貴様と俺とは同期の桜 離れ離れに散ろうとも 花の都の靖国神社 春の梢(こずえ)に咲いて会おう

「貴様」と「俺」は戦争で離れ離れに散るかも知れない。そして、「貴様」と「俺」の仏教宗派が違ったら、あの世でも一生会えないかも知れないんです。
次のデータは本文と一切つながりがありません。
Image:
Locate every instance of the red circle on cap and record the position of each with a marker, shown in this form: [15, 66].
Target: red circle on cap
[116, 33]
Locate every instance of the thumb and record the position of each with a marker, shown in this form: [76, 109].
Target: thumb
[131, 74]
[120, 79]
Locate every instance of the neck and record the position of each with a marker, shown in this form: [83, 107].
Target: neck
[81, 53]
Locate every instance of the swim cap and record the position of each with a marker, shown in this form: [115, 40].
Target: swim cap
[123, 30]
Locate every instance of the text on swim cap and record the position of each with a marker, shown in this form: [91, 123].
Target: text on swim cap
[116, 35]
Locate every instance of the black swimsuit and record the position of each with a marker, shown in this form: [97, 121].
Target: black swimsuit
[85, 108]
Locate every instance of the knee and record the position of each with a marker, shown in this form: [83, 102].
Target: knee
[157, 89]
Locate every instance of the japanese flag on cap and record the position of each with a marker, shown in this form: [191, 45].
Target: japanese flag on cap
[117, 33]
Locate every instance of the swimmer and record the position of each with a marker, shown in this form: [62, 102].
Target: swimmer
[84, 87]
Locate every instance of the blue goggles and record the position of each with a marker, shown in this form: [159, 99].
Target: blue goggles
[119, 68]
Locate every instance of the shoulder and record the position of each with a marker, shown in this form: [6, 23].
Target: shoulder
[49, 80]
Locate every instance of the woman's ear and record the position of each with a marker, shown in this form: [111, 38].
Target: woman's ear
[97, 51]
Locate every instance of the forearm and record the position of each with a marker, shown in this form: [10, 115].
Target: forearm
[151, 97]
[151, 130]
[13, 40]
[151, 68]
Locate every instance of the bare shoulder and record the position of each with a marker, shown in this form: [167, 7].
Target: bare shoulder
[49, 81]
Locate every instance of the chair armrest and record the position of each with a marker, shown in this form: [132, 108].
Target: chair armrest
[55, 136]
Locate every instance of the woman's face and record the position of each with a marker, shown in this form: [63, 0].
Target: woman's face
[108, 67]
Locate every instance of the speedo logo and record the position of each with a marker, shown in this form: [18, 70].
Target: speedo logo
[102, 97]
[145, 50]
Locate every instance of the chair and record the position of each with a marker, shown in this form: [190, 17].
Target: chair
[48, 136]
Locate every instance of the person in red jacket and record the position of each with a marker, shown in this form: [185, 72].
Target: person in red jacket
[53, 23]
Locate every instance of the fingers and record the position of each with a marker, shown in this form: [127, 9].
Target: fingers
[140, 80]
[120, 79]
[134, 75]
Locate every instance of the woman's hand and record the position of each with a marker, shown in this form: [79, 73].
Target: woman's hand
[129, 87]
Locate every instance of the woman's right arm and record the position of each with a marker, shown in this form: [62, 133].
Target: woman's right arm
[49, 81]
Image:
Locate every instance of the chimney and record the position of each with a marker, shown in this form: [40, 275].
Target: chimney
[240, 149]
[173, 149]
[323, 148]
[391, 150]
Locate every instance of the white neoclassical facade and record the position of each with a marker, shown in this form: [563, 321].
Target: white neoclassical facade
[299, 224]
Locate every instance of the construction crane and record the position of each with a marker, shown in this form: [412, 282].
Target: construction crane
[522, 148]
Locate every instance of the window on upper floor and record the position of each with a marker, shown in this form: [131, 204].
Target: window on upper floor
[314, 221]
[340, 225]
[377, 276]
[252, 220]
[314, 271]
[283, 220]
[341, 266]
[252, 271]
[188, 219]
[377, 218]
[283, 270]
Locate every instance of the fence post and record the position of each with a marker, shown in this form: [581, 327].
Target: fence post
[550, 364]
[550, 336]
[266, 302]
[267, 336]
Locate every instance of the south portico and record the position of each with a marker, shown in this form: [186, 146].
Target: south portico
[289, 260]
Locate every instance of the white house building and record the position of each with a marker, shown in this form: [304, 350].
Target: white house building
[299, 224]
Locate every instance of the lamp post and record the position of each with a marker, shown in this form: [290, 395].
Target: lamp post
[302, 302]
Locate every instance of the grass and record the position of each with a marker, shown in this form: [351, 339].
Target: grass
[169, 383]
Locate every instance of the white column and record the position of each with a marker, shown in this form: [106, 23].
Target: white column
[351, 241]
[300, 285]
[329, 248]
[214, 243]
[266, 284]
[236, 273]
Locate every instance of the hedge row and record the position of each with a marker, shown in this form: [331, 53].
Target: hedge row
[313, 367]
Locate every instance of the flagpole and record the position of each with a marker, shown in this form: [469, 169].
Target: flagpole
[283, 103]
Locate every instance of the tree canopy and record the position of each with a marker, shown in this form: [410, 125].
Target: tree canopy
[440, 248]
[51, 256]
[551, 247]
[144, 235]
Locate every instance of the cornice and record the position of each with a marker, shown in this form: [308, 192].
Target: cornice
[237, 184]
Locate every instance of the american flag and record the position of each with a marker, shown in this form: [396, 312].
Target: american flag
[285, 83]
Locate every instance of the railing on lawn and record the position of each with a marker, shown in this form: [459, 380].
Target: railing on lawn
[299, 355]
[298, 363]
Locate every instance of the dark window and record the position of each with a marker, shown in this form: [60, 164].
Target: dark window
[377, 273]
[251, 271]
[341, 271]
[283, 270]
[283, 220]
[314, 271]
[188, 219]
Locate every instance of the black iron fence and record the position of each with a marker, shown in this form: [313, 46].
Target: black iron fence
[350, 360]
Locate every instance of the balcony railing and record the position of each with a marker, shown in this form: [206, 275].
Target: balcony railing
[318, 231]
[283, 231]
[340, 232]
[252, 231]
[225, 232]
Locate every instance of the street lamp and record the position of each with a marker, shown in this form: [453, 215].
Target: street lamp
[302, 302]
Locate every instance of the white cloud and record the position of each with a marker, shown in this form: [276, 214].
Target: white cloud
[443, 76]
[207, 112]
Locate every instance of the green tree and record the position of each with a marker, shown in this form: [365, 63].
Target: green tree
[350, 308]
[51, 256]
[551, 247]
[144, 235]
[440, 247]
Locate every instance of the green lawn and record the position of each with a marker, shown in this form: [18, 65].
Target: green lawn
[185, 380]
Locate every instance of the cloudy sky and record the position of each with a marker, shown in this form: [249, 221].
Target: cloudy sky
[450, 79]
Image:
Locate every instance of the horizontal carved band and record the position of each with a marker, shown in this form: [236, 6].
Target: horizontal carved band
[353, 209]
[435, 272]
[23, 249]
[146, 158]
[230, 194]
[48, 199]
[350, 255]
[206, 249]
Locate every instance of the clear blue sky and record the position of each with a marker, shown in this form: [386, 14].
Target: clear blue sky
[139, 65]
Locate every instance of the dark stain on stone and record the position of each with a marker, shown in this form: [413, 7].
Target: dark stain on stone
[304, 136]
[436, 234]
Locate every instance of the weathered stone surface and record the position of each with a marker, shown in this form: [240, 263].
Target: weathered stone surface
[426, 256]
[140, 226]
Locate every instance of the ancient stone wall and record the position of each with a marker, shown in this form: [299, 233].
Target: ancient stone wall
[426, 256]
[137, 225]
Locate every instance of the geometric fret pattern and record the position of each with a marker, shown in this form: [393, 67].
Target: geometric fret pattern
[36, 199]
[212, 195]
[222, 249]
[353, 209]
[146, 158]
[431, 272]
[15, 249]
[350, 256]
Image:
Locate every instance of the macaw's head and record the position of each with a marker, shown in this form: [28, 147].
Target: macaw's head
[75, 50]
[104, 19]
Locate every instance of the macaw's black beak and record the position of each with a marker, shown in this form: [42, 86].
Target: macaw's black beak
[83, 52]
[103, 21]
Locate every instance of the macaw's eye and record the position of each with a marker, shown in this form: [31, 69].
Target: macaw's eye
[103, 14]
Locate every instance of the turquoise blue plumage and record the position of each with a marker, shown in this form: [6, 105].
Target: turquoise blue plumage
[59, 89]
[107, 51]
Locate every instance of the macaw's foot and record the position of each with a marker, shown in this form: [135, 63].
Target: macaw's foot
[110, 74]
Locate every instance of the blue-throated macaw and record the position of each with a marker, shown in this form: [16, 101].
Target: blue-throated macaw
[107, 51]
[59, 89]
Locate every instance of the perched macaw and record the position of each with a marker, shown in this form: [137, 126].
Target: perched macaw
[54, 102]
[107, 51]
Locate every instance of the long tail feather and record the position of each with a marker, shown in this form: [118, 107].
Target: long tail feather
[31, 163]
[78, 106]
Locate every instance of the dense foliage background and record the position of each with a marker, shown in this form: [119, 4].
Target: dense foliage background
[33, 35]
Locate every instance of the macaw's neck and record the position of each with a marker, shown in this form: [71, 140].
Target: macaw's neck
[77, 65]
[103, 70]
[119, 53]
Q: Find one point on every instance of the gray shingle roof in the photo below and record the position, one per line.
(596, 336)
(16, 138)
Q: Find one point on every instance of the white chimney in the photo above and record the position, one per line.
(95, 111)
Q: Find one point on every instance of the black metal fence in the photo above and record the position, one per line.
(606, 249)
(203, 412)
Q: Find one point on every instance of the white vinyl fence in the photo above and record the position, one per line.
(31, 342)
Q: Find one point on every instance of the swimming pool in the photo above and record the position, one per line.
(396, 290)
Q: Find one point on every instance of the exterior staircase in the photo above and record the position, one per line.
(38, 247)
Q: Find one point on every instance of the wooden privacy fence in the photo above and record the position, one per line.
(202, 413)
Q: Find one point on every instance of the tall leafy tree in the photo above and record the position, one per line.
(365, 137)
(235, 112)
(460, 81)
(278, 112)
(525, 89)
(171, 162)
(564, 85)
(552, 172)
だけれども、靖国神社ならみんなが共通した信仰である神道だから、ここなら会えるな、という意味の歌なんですね。戦争という国難に当たった兵士たちが、心の拠り所にしたのが靖国神社であり、招魂社神道だというわけなんです。決して、天皇を現人神と強制的に崇め奉らせた象徴が靖国神社ではないのですね。天皇陛下が神ではなく人間であることは、当時みんな認識していたことです。(拙日記「■[社会] 戦前戦中は本当に皇国洗脳国家だったのか」http://d.hatena.ne.jp/sanhao_82/20050701/p1を参考下さい)
大村は、日本人の「心」を十分に考えた上で、招魂社を作ったのです。今、話題になっている「国立無宗教追悼施設」なるものは、どこに「心」があるんでしょうか。ただ単にモニュメントを置きました、これが無宗教の追悼です、ということが、果たして国防という重要な行政サービスに従事されている防人(通常、軍人や兵士と呼ぶ。今の日本では自衛官)への敬意の表し方であるとは私には思えません。